In I'll Meet You There, Skylar dreams of finally getting out of her small town and studying art. However, things are going terribly for her mom, and Sky doesn't feel like she could leave her. Josh has just gotten back from Afghanistan, where he lost a leg to an IED. Aside from that, he's also struggling with PTSD. They become closer and start to consider if there's something more than friendship between them, but will they be able to overcame the challenges they still have to face.

While there were a few moments that bordered on cliche or predictable, as a whole, the book felt fresh and heart-wrenching to me. I was teary-eyed during quite a few scenes in the book. Josh and Skylar really go through a lot here, and I felt it all. All these things have happened to them, and while they try to fight it and persevere, sometimes it all feels like too much and that they're drowning and have nowhere to go. What's great, though, is that while they let themselves cry and angst it out, as it were, they pick themselves up and try to make things work.

The issues that the book deals with (PTSD and poverty) wasn't what I expected. I thought it was just going to be a run-of-the-mill romance. It wasn't, though. Sure, the romance played a big part in the story, but the romance wouldn't have been as successful if the things that Josh and Sky went through in their lives were just glossed over or handled with a heavy hand.

It was certainly an eye-opener for me, in the sense that while I was aware of PTSD and that it's not easy being an army family or girlfriend, I didn't think I actually got what it was like on an emotional level until I read this book.
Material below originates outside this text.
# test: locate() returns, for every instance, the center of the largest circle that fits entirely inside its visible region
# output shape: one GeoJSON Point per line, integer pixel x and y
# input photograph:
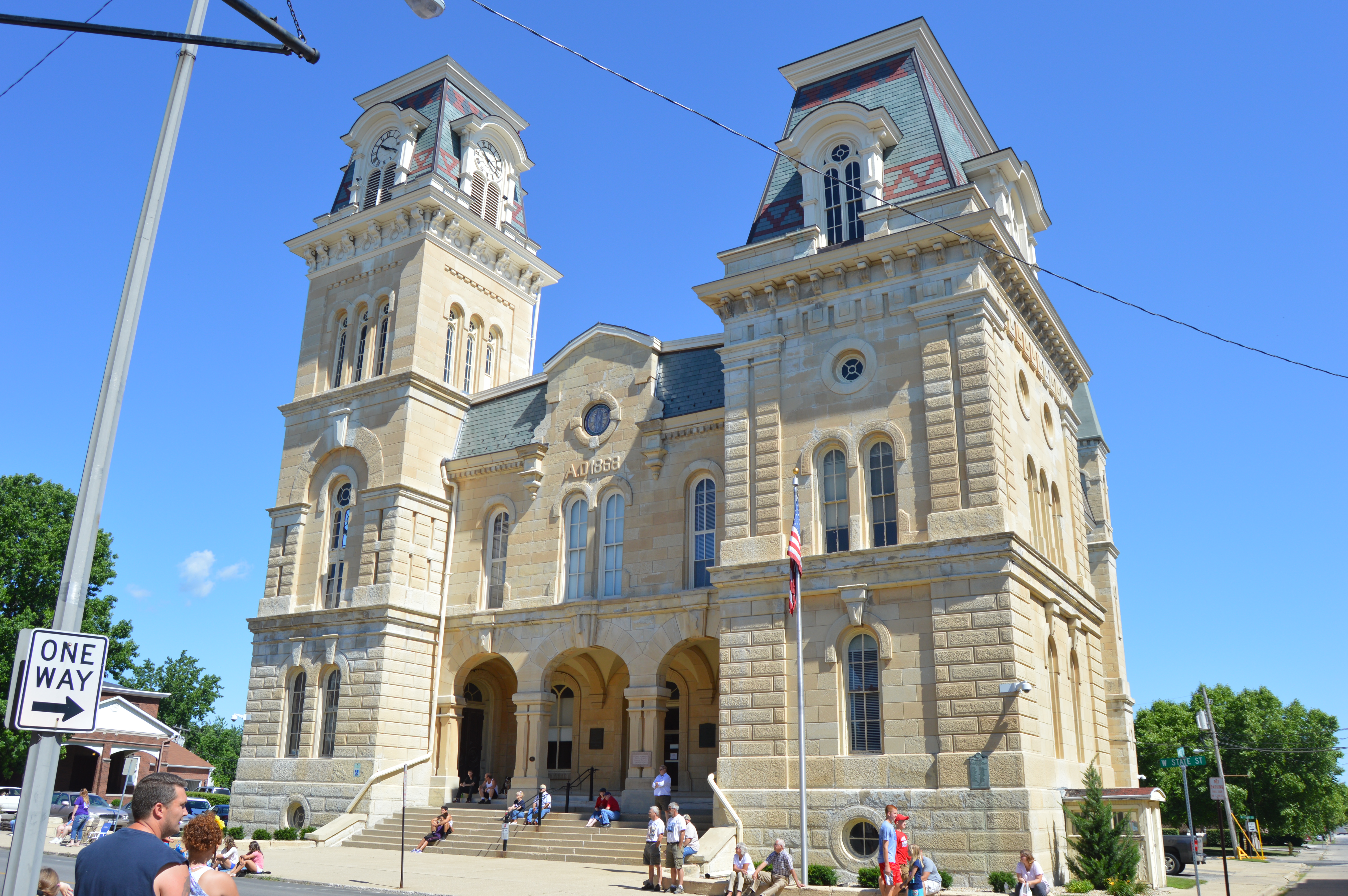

I struggled when it came to deciding whether to rate this as four or five stars, since my rating was more of 4.5 stars. In the end, because the book gave me so much feels, and I was still thinking about it the day after reading it, I decided that this book deserves all five stars.

THE GOOD:

  1. It's not just a typical love story.
  2. It tackles sensitive topics honestly.
  3. It will give you feels.  

THE BAD:

  1. It may be too angsty for some. 

FAVORITE QUOTE/S:
If you could be anywhere in the world right now, where would you be?” I opened my mouth to say San Francisco or maybe Madrid—somewhere exotic. But what came out was, “Here. Right here.” 
READ IT IF:

  1. You like good-girl-playboy romances.
  2. You know someone who is struggling with PTSD.
  3. You are a military wife/girlfriend or know someone who is serving in the military.